BANGKALAN, NOLESKABAR.COM– Dinas Perindustrian dan Ketenagakerjaan (Disperinaker) Kabupaten Bangkalan menyosialisasikan UMK dan UMSK Bangkalan 2026 kepada perusahaan. Kegiatan ini diikuti 30 HRD untuk memastikan hak pekerja Bangkalan tidak diabaikan.
Sosialisasi ini mengacu pada SK Gubernur Jatim Nomor 100.3.3.1/937-938/013/2025, menetapkan UMK Bangkalan Rp 2.550.274 dan UMSK Rp 2.670.819. Ketentuan berlaku bagi perusahaan dengan minimal 10 pekerja dan mengikat secara hukum.
Kepala Dinas Perinaker Kabupaten Bangkalan, Jemmi Tria Sukmana memimpin sosialisasi.

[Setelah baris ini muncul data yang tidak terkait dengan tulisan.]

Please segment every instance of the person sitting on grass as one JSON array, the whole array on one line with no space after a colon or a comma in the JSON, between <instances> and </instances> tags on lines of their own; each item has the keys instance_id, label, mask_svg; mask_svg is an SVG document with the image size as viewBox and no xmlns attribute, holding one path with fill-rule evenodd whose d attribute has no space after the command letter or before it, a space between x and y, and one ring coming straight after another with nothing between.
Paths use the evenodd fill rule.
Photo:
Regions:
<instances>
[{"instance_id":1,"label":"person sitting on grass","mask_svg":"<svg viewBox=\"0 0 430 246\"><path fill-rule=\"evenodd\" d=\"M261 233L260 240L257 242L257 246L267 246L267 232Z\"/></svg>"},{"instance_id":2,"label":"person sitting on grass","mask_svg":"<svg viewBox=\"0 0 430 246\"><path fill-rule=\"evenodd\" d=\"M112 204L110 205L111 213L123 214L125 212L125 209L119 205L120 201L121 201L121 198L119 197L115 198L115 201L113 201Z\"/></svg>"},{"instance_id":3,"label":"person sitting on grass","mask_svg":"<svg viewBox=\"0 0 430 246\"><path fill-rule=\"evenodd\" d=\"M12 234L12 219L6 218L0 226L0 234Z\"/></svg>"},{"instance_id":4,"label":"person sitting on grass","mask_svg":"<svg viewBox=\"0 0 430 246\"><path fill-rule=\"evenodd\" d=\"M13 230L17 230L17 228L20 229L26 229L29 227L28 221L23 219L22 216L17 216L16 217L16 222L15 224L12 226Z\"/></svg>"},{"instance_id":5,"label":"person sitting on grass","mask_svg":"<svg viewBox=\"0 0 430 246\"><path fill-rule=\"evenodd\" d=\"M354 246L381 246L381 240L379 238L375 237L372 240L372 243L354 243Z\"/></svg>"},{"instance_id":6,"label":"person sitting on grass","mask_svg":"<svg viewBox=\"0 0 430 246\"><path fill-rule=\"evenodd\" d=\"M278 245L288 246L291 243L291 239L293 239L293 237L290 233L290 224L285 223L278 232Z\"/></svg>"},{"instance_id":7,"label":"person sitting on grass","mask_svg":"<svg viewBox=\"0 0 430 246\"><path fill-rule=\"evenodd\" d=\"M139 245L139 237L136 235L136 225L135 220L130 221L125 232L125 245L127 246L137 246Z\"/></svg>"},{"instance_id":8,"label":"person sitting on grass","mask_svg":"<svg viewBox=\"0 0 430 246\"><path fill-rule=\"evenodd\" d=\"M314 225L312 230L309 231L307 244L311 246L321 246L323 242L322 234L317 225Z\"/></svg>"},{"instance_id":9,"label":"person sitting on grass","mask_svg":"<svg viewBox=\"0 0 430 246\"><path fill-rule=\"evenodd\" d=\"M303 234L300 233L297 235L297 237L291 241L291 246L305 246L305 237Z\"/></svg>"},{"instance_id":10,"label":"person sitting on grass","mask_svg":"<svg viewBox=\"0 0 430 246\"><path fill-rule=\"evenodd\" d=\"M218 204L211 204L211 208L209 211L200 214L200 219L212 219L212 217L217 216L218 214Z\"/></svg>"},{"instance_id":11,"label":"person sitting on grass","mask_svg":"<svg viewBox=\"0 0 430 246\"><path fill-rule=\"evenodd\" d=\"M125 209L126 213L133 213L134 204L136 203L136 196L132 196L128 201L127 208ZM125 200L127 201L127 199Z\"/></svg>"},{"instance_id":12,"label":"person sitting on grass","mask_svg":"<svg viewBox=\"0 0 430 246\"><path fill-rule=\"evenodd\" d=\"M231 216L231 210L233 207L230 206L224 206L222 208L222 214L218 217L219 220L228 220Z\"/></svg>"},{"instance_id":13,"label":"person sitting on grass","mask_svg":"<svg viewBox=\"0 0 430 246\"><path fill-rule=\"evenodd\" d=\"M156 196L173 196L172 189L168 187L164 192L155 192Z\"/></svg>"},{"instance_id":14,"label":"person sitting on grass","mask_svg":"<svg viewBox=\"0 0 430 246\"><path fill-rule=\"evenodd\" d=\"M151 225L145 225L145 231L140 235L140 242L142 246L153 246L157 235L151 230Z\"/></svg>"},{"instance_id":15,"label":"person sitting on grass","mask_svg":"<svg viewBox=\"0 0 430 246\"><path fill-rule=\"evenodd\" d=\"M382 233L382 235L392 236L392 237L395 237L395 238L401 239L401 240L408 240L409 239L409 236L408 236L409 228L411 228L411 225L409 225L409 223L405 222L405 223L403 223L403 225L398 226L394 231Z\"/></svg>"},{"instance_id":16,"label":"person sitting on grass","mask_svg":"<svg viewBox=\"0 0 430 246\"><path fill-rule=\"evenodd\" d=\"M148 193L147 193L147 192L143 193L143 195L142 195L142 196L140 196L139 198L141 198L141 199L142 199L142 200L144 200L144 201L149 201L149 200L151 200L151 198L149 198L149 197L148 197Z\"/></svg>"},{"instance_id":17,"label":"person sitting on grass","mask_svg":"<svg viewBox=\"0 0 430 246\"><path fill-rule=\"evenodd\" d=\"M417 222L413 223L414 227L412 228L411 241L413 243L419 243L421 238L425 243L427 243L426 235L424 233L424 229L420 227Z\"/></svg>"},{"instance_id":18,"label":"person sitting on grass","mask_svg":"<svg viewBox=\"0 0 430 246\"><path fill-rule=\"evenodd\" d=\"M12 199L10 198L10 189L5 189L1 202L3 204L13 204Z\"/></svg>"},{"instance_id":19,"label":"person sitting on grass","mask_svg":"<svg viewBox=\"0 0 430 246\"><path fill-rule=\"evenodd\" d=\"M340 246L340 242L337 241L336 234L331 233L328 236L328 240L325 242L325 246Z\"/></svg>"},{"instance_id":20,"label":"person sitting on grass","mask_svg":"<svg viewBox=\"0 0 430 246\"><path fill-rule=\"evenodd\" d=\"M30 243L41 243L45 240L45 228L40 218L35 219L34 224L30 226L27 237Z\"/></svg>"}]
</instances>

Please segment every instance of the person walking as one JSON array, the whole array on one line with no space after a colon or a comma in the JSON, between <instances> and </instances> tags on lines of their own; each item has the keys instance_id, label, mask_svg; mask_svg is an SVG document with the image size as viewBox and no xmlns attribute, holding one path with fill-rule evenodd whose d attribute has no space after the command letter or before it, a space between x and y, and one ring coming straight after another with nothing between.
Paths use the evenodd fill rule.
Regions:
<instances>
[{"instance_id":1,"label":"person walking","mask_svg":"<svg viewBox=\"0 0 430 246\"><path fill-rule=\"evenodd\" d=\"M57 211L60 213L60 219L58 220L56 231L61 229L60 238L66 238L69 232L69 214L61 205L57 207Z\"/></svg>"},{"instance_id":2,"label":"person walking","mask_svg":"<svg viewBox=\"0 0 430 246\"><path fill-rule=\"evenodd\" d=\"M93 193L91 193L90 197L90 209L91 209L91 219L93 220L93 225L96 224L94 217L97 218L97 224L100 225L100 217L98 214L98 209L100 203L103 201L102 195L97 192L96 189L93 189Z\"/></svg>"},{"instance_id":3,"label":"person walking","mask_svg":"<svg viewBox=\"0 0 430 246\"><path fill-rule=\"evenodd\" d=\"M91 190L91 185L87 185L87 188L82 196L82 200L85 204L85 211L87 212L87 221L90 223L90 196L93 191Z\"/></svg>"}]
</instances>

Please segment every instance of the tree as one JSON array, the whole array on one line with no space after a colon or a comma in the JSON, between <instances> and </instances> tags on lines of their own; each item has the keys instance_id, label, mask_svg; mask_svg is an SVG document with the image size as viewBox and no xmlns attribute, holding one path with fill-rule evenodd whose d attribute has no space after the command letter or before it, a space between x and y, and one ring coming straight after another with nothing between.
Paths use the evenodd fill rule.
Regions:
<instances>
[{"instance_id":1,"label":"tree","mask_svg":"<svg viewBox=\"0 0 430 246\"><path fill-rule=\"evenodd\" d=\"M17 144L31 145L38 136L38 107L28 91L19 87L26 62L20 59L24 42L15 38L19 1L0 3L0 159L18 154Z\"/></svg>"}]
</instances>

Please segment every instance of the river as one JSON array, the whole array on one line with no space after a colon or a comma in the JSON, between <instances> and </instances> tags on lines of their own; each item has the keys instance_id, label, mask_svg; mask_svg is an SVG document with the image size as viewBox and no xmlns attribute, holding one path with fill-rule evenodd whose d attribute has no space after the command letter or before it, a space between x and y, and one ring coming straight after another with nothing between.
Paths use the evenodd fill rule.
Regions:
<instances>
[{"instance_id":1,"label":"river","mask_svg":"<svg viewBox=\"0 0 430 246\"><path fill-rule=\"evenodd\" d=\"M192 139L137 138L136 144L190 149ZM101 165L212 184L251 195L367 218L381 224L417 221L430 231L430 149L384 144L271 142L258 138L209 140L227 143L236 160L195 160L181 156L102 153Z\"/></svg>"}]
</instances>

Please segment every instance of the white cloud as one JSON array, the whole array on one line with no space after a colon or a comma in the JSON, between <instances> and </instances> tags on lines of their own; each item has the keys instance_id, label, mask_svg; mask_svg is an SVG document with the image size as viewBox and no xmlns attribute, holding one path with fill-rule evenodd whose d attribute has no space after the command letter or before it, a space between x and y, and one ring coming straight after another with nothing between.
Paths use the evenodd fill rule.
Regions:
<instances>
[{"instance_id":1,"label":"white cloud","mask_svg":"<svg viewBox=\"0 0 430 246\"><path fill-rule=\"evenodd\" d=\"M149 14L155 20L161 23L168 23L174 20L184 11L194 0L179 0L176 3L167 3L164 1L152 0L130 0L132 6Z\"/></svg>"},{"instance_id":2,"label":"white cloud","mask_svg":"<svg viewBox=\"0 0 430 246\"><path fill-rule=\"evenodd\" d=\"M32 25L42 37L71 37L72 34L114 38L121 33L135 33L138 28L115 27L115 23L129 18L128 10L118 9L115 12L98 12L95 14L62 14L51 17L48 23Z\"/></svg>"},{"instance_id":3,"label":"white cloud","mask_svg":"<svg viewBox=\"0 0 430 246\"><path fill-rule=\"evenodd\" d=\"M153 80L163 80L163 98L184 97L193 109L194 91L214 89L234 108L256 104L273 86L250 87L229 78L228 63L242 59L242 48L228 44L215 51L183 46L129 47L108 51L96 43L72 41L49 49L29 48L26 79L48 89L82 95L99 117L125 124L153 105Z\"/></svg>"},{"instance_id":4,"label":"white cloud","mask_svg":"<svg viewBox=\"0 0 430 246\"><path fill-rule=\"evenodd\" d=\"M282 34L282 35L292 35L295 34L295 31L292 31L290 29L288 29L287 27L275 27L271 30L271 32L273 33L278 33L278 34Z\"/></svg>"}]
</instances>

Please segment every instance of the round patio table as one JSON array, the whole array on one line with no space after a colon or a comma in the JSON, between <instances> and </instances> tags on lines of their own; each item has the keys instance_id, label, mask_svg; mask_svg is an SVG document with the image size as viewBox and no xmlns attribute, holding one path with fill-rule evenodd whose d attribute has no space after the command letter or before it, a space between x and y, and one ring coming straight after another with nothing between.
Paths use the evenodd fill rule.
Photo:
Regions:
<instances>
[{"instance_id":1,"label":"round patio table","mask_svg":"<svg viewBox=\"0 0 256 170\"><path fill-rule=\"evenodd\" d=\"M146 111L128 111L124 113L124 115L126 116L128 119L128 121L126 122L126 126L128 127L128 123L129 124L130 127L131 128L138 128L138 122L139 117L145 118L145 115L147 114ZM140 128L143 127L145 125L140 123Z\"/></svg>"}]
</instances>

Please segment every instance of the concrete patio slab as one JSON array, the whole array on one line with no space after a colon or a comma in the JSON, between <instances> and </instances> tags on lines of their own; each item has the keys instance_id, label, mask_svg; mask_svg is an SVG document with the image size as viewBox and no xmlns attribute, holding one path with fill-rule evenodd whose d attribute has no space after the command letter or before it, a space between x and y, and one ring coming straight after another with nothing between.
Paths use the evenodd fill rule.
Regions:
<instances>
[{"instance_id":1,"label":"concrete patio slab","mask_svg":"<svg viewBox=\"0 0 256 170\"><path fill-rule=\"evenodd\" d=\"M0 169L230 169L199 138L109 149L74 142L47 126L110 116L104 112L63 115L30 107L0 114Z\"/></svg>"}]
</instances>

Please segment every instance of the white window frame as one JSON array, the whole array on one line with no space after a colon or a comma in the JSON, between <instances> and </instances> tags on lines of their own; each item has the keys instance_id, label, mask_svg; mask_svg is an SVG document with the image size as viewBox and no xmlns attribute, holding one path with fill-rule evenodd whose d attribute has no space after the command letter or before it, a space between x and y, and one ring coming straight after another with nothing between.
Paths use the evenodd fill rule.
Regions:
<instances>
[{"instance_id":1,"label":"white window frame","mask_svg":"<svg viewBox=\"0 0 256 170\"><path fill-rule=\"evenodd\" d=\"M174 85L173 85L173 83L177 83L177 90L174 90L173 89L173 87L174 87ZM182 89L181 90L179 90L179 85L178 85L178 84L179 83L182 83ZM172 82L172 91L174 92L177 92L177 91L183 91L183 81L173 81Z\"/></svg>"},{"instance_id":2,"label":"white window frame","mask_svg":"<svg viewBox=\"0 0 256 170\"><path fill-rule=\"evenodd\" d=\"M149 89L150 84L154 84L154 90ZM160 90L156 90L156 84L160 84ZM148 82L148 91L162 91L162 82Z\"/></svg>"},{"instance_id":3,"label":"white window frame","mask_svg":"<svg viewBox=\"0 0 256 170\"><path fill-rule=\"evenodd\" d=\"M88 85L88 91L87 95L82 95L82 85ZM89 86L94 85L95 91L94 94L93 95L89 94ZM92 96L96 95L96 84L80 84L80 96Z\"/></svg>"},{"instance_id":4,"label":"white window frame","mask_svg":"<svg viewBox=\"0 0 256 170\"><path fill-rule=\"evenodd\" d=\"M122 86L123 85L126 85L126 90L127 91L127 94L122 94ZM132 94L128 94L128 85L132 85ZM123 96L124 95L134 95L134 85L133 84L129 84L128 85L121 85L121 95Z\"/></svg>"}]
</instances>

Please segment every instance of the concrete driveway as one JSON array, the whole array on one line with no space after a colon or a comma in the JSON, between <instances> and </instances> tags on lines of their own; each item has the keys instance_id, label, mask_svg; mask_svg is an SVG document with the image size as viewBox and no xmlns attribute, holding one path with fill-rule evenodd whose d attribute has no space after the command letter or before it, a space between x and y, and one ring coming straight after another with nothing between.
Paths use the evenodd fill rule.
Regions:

Ia menegaskan, kegiatan ini bukan formalitas, tetapi tindakan tegas Dinas Perinaker Bangkalan agar perusahaan mematuhi aturan UMK dan UMSK.
“Sosialisasi ini untuk melindungi hak pekerja dan memberi peringatan tegas bagi perusahaan agar mematuhi regulasi yang telah ditetapkan,” ujarnya. Rabu, (28/1/2026).
Selain angka UMK dan UMSK, Jemmi mengatakan sosialisasi jadi warning perihal pelanggaran akan mengundang sanksi pidana, denda, dan administratif, sesuai UU Cipta Kerja Pasal 81 ayat 63.
Kata Jemmi, Seluruh perusahaan harus menyesuaikan struktur gaji sesuai UMK dan UMSK 2026, sehingga hak pekerja terlindungi dan perusahaan patuh hukum.
“Upah minimum bukan angka main-main. Hak pekerja harus dipenuhi, dan perusahaan yang mengabaikan aturan akan menghadapi sanksi,” tegasnya.
Meski perusahaan sudah menerima surat edaran, banyak HRD masih acuh terhadap UMK dan UMSK. Untuk itu, lanjut Jemmi, sosialisasi ini untuk memastikan aturan diterapkan di lapangan.
“Upah minimum terdiri dari upah pokok dan tunjangan tetap, sesuai PP 51 Tahun 2023. Mengabaikan ketentuan ini merugikan pekerja dan menempatkan perusahaan dalam risiko hukum,” tutupnya.